Dan juga, novel judul ini punya halaman terbanyak.
Saya
bingung satu kata apa yang cocok buat novel ini, tapi, mungkin untuk sementara
saya akan melabelkan kata ‘sweet’ atau mungkin ‘loveable’ atau mungkin ‘cold’
cocok untuk menggambarkan Winter In Tokyo. Sweet, Loveable, and Cold
.... I think... that’s snow.
Satu
hal dari novel ini yang membuat saya mengerti akan makna dari kalimat ‘aku
melihatmu’ atau ‘I See You’. Saya baru benar-benar mengerti apa makna dari
kalimat itu. Bahkan menurut saya kalimat itu lebih dalam maknanya dari pada
kalimat ‘I Love You’.
Musim
terakhir. Musim Semi. Kembali bergerser ke zona Eropa. Negara surganya pecinta
sepak bola. Mana lagi kalau bukan Inggris. FYI, I Love England. I Love
Liverpool. Settingnya emang ga di Liverpool tapi lagi-lagi di ibukota, London.
Musim
semi Naomi Ishida. Buat yang sadar surename cast
yang ini sama Winter In Tokyo. Yosh. Diceritain kalo Naomi
Ishida itu saudara kembarnya Keiko Ishida. Bedanya, Naomi
Ishida di gambarkan menjadi seorang model yang terkenal. Tinggal di
London selama 3 tahun. Untuk karakter laki-lakinya lagi-lagi seseorang yang
bukan orang Indonesia, tapi Korean. Danny Jo atau Jo
In Hoo (read:Cho In Hu). Kalo di Summer In Seoul, Jung Tae
Woo sebagai penyanyi. Disini Danny Jo adalah seorang model
yang beambisi jadi sutradara. Jadi kalo ga bisa bayangin lagi-lagi bayangin aja
sosok Choi Siwon atau Lee Minho.
Seperti
cerita series yang terdahulu, di Spring In London ini konflik
utamanya juga dari masa lalu. Oh, ya. Tentang kesamaan four seasons adalah
konflik yang berasal dari kejadian di masa lalu, meskipun gitu, Winter
In Tokyo emang lebih variatif sih konfliknya seperti yang udah di
jelasin di atas. Dan, konflik yang paling tajam akibat kejadian masa lalu
menurut saya adalah Autumn In Paris sama Spring In
London.
Di
season ini, kalo menurut saya, konfliknya udah di slight dari
awal cerita. dan juga, cerita season ini juga sepertinya menghargai proses.

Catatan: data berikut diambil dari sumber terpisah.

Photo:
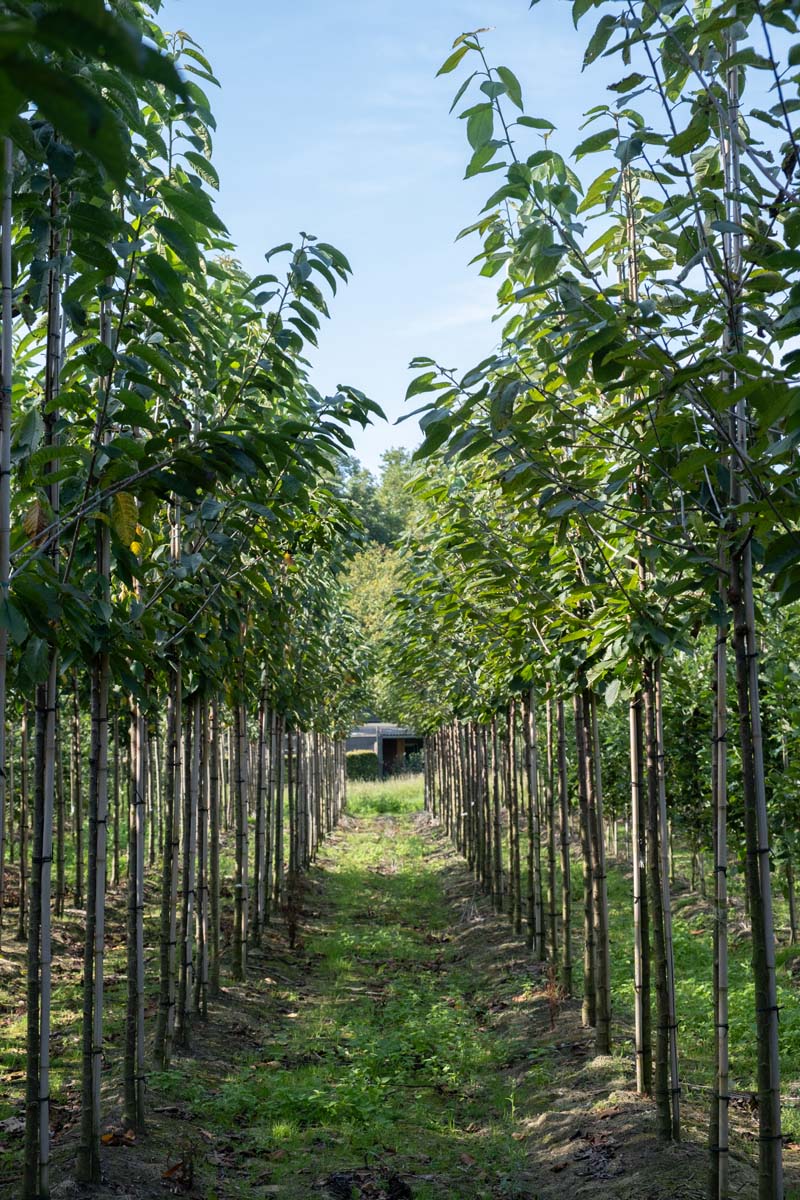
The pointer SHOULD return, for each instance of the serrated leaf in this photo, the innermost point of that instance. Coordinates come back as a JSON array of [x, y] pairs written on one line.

Dilihat dari jelasnya penggambaran mengenai bagaimana proses itu terjadi.
Perlahan tapi tidak merayap. Cepat tapi tidak berlari. Kira-kira seperti
itulah. Pendapat pribadi, season musim semi ini adalah season favorit saya.

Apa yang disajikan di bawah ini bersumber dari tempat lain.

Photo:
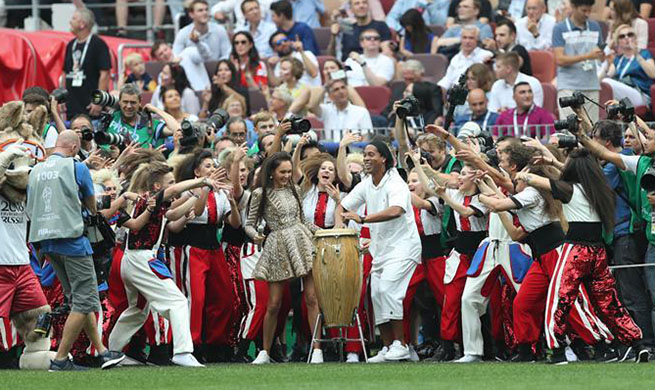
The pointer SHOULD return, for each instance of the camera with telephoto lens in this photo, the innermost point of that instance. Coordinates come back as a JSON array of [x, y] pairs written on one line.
[[104, 99], [408, 106], [299, 125], [570, 123], [624, 108], [218, 119], [575, 101], [60, 95]]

Meskipun saya lebih menyukai Kazuto daripada Danny.
Tapi secara keseluruhan saya bisa mengatakan jika cerita ini ‘dewasa’.

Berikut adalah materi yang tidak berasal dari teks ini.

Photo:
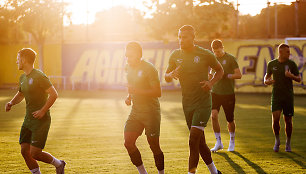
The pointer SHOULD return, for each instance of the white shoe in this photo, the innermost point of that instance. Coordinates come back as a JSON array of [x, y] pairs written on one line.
[[217, 147], [288, 148], [276, 147], [231, 146], [60, 169]]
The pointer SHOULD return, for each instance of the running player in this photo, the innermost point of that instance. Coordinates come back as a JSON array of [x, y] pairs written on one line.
[[40, 95], [143, 92], [223, 94], [284, 71], [190, 65]]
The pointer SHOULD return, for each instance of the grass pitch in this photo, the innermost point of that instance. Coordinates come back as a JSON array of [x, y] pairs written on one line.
[[87, 132]]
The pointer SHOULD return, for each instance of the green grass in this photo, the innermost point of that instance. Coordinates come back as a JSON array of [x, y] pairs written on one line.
[[87, 132]]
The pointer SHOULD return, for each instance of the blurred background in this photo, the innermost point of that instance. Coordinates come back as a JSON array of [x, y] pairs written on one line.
[[80, 43]]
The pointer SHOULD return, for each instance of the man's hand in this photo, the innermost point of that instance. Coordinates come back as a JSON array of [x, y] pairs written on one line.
[[269, 81], [8, 106], [206, 85], [38, 114], [128, 101], [175, 74], [131, 90], [288, 74]]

Bagaimana Danny dan Naomi yang terpisah selama 2 tahun. Masa
lalu Naomi yang bisa dibilang menakutkan. Konflik selingan juga
ada dari pihak ketiga. Ya, meskipun cuma buat pelengkap doang dan ga terlalu
krusial. Dan juga bagaimana cara Naomi dan Danny dalam
menyelesaikan konflik.
Summer
In Seoul. Autumn In Paris. Winter In Tokyo. Dan. Spring In London.
Cukup
sekian review dari saya. Mohon maaf jika ada kata-kata yang kurang berkenan.
Saya hanya mencoba untuk menulis dengan kejujuran dan kepolosan diri. Dan maaf
atas penggunaan bahasa yang tidak konsisten.
Akhir
kata. Wassalamu’aliakum Warahmatullahi Wabarakatuh.